# Bike Sharing Dataset Exogenous Variables Selection 

In this notebook, you will be guided on how to leverage the exogenous variables we provide in order to improve the performance of the bike-sharing dataset. The dataset can be found [here](https://archive.ics.uci.edu/ml/datasets/bike+sharing+dataset).

Copy the code to the current working example

In [1]:
!cp ../calculate_feature_score.py .
!cp ../feature_selection.py .
!cp ../utils.py .

## Standard imports


In [1]:
# Import necessary libraries
import numpy as np
import pandas as pd
import os, warnings, requests, sys

# Ignore warnings
warnings.filterwarnings(action='ignore')

## Download the bulk dataset from the API

Enter your API key to get access to the API

In [3]:
import getpass
api_key = getpass.getpass('Enter your Notional API key: ')

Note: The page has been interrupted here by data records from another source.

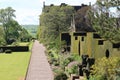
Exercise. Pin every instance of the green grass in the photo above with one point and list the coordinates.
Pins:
(14, 66)
(23, 43)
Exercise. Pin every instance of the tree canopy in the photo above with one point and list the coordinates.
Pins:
(11, 27)
(104, 21)
(54, 20)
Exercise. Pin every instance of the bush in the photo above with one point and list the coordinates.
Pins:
(105, 69)
(61, 76)
(8, 51)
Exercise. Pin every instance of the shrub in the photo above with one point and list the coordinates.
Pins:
(106, 69)
(61, 76)
(8, 51)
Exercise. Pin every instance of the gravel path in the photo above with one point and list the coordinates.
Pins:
(39, 68)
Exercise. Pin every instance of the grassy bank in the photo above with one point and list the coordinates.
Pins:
(14, 66)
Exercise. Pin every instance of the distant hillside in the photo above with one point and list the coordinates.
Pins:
(32, 29)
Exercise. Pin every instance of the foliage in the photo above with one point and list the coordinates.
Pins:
(32, 29)
(82, 22)
(14, 66)
(61, 76)
(2, 41)
(10, 26)
(104, 21)
(106, 69)
(53, 22)
(6, 15)
(72, 70)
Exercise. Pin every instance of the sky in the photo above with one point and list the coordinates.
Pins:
(28, 11)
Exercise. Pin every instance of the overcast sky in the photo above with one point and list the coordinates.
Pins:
(28, 11)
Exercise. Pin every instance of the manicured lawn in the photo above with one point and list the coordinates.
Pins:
(14, 66)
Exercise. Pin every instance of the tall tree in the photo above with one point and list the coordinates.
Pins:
(54, 20)
(6, 15)
(103, 21)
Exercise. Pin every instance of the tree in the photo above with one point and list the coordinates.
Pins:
(103, 21)
(6, 16)
(53, 21)
(2, 41)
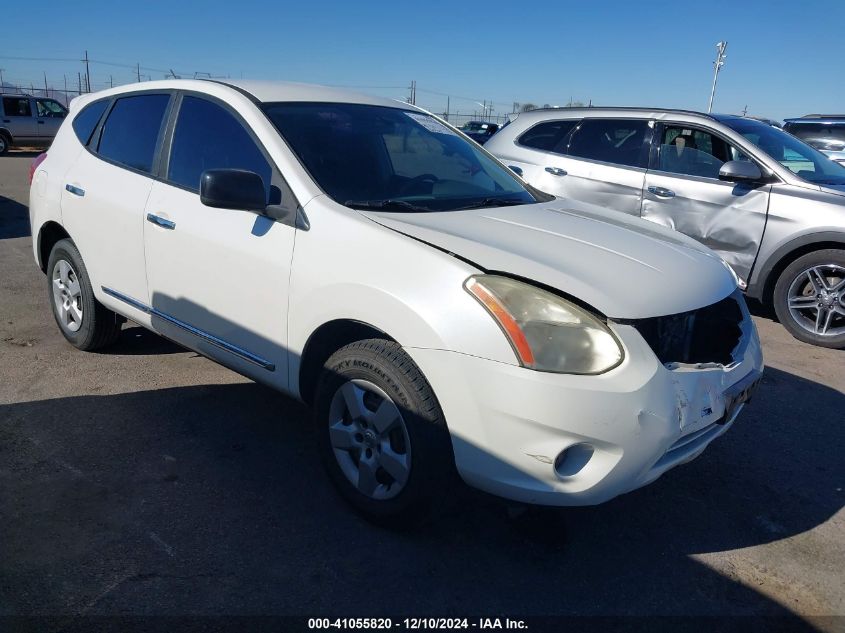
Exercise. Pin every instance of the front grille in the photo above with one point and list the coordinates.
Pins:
(708, 335)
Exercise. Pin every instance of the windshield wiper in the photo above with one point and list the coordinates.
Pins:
(492, 202)
(388, 204)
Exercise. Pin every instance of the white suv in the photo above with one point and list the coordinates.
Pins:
(362, 255)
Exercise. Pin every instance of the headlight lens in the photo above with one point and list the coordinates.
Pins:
(546, 332)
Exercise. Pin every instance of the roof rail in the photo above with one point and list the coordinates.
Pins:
(622, 109)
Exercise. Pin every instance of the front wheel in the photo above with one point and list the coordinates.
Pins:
(381, 433)
(809, 298)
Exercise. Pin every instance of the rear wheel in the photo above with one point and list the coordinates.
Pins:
(381, 432)
(809, 298)
(84, 321)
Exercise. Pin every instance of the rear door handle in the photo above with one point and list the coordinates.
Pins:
(159, 221)
(661, 192)
(556, 171)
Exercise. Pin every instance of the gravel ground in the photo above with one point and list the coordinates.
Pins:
(148, 480)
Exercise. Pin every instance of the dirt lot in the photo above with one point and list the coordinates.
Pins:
(148, 480)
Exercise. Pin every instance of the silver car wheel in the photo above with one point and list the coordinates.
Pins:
(816, 299)
(67, 296)
(369, 439)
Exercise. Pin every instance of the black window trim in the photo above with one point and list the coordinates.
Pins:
(298, 219)
(32, 108)
(566, 137)
(645, 151)
(161, 156)
(94, 141)
(768, 176)
(96, 129)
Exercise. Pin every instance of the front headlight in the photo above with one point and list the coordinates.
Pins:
(546, 332)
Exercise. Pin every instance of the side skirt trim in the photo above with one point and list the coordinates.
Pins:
(202, 334)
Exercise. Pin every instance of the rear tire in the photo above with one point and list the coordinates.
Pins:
(809, 298)
(82, 320)
(381, 433)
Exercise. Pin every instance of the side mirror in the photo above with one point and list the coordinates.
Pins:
(740, 171)
(233, 189)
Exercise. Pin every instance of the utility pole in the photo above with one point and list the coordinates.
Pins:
(87, 74)
(721, 47)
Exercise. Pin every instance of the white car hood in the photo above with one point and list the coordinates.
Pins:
(625, 267)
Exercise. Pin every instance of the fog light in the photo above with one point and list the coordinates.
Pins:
(573, 459)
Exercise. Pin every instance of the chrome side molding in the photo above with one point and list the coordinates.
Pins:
(202, 334)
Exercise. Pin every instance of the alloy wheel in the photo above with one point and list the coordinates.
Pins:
(67, 296)
(369, 439)
(816, 299)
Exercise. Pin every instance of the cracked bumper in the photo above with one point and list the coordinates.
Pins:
(513, 429)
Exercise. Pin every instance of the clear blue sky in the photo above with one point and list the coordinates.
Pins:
(784, 58)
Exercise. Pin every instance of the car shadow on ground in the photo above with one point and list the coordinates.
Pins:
(210, 499)
(14, 219)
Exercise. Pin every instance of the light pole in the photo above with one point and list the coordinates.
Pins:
(721, 47)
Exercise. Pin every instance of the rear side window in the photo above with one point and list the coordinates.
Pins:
(85, 122)
(548, 136)
(617, 141)
(131, 130)
(693, 152)
(207, 136)
(17, 106)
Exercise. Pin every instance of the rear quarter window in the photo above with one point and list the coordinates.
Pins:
(85, 122)
(130, 133)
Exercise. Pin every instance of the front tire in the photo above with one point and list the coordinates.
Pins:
(381, 433)
(809, 298)
(82, 320)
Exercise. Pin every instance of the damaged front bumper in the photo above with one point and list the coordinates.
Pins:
(556, 439)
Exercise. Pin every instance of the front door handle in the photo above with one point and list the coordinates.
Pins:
(158, 221)
(661, 192)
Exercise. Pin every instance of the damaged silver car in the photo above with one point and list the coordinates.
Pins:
(772, 206)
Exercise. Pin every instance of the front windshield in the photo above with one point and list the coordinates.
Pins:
(804, 161)
(367, 156)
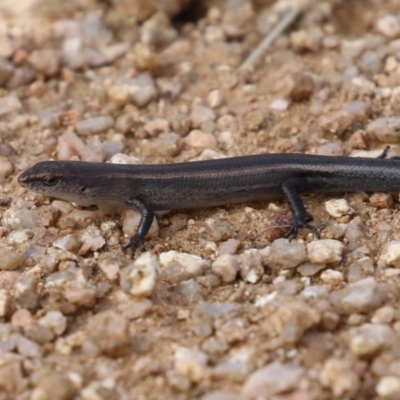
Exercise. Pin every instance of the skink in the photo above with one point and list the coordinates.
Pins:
(211, 183)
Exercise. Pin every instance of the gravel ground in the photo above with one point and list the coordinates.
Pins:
(220, 306)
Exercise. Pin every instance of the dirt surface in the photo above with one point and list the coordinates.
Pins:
(220, 306)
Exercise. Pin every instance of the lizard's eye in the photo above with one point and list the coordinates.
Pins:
(51, 181)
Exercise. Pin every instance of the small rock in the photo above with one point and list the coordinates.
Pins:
(125, 122)
(202, 322)
(201, 114)
(388, 387)
(251, 266)
(140, 276)
(191, 363)
(6, 70)
(226, 267)
(273, 379)
(198, 138)
(92, 240)
(331, 149)
(390, 254)
(283, 255)
(339, 376)
(222, 395)
(80, 293)
(45, 61)
(9, 104)
(156, 126)
(309, 269)
(230, 246)
(326, 251)
(279, 105)
(336, 122)
(11, 376)
(306, 40)
(68, 242)
(215, 98)
(370, 62)
(94, 125)
(369, 339)
(21, 318)
(389, 26)
(5, 303)
(19, 236)
(359, 297)
(132, 308)
(217, 229)
(54, 385)
(302, 87)
(26, 347)
(253, 120)
(386, 129)
(383, 315)
(141, 90)
(332, 277)
(111, 265)
(381, 200)
(55, 321)
(179, 267)
(26, 291)
(338, 208)
(109, 332)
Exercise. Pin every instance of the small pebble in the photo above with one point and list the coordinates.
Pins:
(273, 379)
(229, 246)
(369, 339)
(45, 61)
(226, 267)
(9, 104)
(200, 139)
(179, 267)
(94, 125)
(92, 240)
(381, 200)
(389, 26)
(6, 70)
(218, 230)
(390, 254)
(201, 114)
(55, 321)
(80, 294)
(325, 251)
(339, 376)
(302, 87)
(191, 363)
(109, 332)
(338, 208)
(139, 278)
(111, 265)
(215, 98)
(332, 277)
(5, 303)
(10, 260)
(68, 242)
(156, 126)
(251, 266)
(386, 129)
(279, 105)
(283, 254)
(388, 387)
(359, 297)
(383, 315)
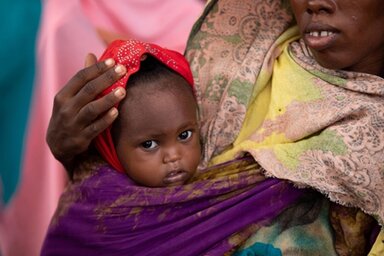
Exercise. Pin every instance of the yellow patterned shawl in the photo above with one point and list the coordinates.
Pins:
(304, 123)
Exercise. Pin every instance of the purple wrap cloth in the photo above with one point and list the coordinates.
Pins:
(105, 213)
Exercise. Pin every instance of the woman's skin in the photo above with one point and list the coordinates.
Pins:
(76, 117)
(343, 34)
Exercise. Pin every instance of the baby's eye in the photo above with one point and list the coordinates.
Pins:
(149, 144)
(185, 135)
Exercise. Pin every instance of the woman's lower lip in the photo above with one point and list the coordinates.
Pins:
(319, 43)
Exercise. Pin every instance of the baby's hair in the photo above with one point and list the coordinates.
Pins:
(151, 70)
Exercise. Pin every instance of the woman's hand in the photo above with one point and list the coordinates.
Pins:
(77, 116)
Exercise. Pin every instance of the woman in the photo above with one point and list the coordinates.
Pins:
(303, 122)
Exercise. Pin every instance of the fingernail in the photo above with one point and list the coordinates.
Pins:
(109, 62)
(119, 69)
(119, 93)
(113, 112)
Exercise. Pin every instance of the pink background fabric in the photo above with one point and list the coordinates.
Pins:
(67, 34)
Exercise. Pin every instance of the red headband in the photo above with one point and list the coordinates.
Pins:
(129, 53)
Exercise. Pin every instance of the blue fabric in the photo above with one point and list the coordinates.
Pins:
(259, 249)
(18, 30)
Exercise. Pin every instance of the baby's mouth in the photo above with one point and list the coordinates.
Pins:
(176, 176)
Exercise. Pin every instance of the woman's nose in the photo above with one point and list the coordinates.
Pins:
(320, 6)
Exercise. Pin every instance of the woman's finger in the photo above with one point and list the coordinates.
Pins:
(90, 59)
(94, 87)
(92, 111)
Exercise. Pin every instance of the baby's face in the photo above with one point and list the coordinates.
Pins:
(159, 142)
(343, 34)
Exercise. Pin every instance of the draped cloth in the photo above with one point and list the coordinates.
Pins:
(261, 92)
(105, 213)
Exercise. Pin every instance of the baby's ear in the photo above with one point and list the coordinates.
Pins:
(143, 57)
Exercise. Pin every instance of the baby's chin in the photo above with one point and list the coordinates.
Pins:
(176, 178)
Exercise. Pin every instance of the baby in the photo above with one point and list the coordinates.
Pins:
(155, 139)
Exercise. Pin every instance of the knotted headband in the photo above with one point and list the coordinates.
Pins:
(129, 53)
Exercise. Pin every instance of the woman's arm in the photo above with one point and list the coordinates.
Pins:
(77, 116)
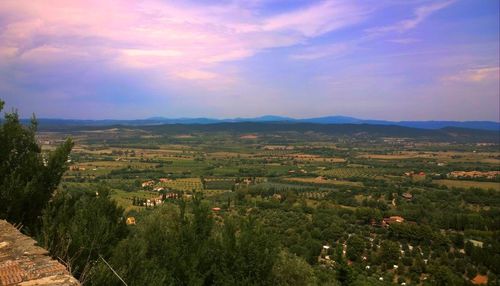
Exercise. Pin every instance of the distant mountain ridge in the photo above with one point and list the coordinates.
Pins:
(484, 125)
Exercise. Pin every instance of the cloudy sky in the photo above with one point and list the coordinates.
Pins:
(391, 59)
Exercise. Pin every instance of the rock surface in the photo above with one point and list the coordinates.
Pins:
(24, 263)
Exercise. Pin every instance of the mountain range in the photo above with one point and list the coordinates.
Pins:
(484, 125)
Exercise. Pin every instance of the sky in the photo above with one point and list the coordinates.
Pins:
(372, 59)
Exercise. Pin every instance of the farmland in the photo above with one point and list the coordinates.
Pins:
(311, 191)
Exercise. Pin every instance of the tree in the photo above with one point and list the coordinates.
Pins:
(80, 226)
(389, 252)
(293, 270)
(355, 248)
(28, 177)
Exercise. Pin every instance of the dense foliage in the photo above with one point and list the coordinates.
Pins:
(27, 177)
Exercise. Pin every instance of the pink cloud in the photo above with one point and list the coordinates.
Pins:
(475, 75)
(159, 36)
(420, 14)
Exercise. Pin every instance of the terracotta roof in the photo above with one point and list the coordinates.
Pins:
(23, 263)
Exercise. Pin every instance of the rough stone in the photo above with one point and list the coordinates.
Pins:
(24, 263)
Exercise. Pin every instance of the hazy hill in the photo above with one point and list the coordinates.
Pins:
(485, 125)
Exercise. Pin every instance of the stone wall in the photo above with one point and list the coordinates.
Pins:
(23, 263)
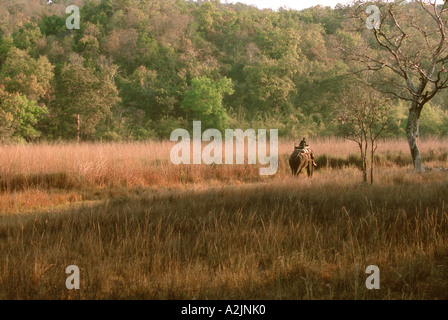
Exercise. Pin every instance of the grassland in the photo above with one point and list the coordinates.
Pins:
(139, 227)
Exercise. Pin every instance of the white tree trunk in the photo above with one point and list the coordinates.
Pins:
(412, 133)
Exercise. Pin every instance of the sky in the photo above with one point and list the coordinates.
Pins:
(290, 4)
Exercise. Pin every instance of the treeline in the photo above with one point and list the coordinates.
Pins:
(140, 69)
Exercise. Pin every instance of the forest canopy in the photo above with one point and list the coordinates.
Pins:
(137, 70)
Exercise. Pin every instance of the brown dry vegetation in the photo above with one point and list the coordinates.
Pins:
(141, 228)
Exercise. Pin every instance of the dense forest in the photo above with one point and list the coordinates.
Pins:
(137, 70)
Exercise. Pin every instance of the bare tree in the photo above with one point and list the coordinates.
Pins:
(406, 52)
(365, 115)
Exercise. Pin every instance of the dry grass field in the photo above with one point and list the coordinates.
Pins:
(140, 227)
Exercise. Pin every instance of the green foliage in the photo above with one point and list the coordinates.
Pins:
(81, 92)
(139, 69)
(18, 117)
(204, 102)
(25, 75)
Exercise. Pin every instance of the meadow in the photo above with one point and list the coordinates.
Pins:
(140, 227)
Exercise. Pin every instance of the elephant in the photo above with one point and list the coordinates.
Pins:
(300, 159)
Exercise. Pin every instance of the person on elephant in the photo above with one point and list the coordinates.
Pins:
(306, 147)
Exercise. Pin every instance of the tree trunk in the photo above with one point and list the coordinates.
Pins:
(412, 133)
(372, 159)
(77, 131)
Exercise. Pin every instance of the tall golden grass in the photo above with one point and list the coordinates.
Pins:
(139, 227)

Enter your Notional API key: ········


In [4]:
url = "https://api.notional.ai/v1/series/bulk"
headers = {
  "x-notionalai-api-key": api_key,
}

response = requests.request("GET", url, headers=headers)

In [5]:
import urllib.request
import sys


opener = urllib.request.build_opener()
urllib.request.install_opener(opener)
urllib.request.urlretrieve(response.json()['result_url'], './data/all_features.parquet');

## Data preparation

Define the loss function that you want. Here we will use root mean squared error.

In [2]:
from sklearn.metrics import mean_squared_error

def rmse(y_true, y_pred):
    return np.sqrt(mean_squared_error(y_true, y_pred))

Your dataset should be in tabular format with a `date/timestamp column` and a `target column`. All other columns will be considered as exogenous variables.

In [4]:
# Choose your lost function here
scoring = rmse

# Date/timestamp column
timestamp_col = 'date'

# Target column, i.e label
target_col = 'count'

# Path to the bulk dataset parquet file
features_parquet_path = 'data/all_features.parquet'

# The directory to store the feature evaluation results
output_dir = 'fs_results'

# Number of trials for optuna hyperparameter tuning
optuna_n_trials = 200

# Forecast length
prediction_length = 14

We'll read and split the dataset into a train set and a test set. In addition, we will also get the `cvs` variable, which contain the validation split for our cross validation process.

In [5]:
from utils import prepare_train_val_test_data

# Read the bike sharing dataset
data = pd.read_csv("data/bike_sharing_day.csv")

# Currenly we support the timestamp column as string type
data[timestamp_col] = data[timestamp_col].astype(str)
data = data.sort_values(timestamp_col).reset_index(drop=True)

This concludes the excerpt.